Materialize declarative features

Beta

This feature is in Beta. Workspace admins can control access to this feature from the Previews page. See Manage Databricks previews.

After you have created your declarative feature definitions, which are stored in Unity Catalog, you can produce feature data from your source table using the feature definitions. This process is called materializing your features. Databricks creates and manages Lakeflow Spark Declarative Pipelines to populate tables in Unity Catalog for model training and batch scoring or online serving.

For information about serving declarative features, see Serve declarative features.

Requirements

Features must be created with the declarative feature API and stored in Unity Catalog.
For version requirements, see Requirements.
ColumnSelection features can be materialized to online stores. See ColumnSelection materialization.
RequestSource features cannot be materialized because they represent data provided at inference time.

API data structures

`OfflineStoreConfig`

Configuration for the offline store where materialized features will be written. When materialize_features is called, the feature store backend creates tables using this prefix.

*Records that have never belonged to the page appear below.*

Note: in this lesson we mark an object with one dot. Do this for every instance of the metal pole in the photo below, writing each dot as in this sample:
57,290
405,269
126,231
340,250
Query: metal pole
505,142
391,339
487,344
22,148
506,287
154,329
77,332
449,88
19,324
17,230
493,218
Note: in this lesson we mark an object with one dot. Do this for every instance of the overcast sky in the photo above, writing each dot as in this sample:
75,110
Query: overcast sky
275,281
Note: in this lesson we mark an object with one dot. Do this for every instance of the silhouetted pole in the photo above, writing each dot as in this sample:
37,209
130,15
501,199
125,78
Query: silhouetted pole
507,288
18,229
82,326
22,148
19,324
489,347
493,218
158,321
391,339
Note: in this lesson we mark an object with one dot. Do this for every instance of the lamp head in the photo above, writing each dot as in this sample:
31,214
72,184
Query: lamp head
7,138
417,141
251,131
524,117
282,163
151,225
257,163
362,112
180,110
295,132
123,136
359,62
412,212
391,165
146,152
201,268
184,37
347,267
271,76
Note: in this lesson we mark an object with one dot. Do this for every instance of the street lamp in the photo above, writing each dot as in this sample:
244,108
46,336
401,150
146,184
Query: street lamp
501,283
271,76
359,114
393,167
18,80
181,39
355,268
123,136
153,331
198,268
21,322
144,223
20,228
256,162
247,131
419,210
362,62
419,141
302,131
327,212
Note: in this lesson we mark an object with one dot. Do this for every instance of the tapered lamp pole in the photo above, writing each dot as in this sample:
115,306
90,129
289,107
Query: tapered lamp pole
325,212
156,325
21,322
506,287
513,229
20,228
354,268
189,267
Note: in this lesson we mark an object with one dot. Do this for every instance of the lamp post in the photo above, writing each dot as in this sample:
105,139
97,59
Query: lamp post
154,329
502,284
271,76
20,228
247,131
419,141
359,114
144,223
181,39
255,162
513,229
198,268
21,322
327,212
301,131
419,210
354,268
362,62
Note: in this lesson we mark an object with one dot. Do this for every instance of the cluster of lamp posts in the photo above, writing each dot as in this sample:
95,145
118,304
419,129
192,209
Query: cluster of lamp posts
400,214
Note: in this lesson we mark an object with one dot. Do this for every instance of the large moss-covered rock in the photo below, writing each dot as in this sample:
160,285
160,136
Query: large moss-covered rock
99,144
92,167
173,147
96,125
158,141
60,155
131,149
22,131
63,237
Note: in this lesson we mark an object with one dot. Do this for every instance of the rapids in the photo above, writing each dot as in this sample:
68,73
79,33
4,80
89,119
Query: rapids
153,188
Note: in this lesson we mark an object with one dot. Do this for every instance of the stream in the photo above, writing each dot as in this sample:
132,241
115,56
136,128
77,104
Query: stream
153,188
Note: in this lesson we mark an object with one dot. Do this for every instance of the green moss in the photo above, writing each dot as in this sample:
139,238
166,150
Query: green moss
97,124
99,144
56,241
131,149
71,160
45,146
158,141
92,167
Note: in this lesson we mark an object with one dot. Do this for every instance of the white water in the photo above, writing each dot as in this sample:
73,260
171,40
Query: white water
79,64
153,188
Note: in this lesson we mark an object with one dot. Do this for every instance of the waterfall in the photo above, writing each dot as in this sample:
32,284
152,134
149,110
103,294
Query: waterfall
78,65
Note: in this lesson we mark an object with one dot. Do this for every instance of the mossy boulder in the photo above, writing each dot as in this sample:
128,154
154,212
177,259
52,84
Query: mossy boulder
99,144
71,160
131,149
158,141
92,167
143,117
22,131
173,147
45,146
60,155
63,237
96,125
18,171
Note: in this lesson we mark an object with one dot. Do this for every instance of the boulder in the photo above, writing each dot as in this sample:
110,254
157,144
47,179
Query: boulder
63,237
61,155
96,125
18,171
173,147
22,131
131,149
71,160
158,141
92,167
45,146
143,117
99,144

Each pipeline run materializes the latest feature values to the table according to materialization schedule.

Python
OfflineStoreConfig(
    catalog_name: str,        # Catalog name for the offline table where materialized features will be stored
    schema_name: str,         # Schema name for the offline table
    table_name_prefix: str    # Table name prefix for the offline table. The pipeline may create multiple tables with this prefix, each updated at different cadences
)

Python
from databricks.feature_engineering.entities import OfflineStoreConfig

offline_store = OfflineStoreConfig(
    catalog_name="main",
    schema_name="feature_store",
    table_name_prefix="customer_features"
)

`OnlineStoreConfig`

Configuration for the online store, which stores features used by model serving. Materialization creates Delta tables with the catalog.schema.table_name_prefix, and streams the tables to the Online Feature Store with the same name.

Python
from databricks.feature_engineering.entities import OnlineStoreConfig

online_store = OnlineStoreConfig(
    catalog_name="main",
    schema_name="feature_store",
    table_name_prefix="customer_features_serving",
    online_store_name="customer_features_store"
)

`MaterializedFeature`

Represents a declarative feature that has been materialized, that is, that has a precomputed representation available in Unity Catalog. There is a distinct materialized feature for the offline table and online table. Typically, users will not instantiate a MaterializedFeature directly.

API function calls

`materialize_features()`

Materializes a list of declarative features into either an offline Delta table or to an Online Feature Store. Features must be registered in Unity Catalog before calling this function (for example, using create_feature or register_feature). Locally constructed features that have not been registered will not work.

Python
FeatureEngineeringClient.materialize_features(
    features: List[Feature],                                               # List of declarative features to materialize
    offline_config: Optional[OfflineStoreConfig] = None,                   # Offline store config (aggregation features only)
    online_config: Optional[OnlineStoreConfig] = None,                     # Online store config
    trigger: Union[CronSchedule, TableTrigger],                            # Materialization trigger
) -> List[MaterializedFeature]:

The method returns a list of materialized features, which contain metadata about when feature values are updated and the Unity Catalog tables where features are materialized.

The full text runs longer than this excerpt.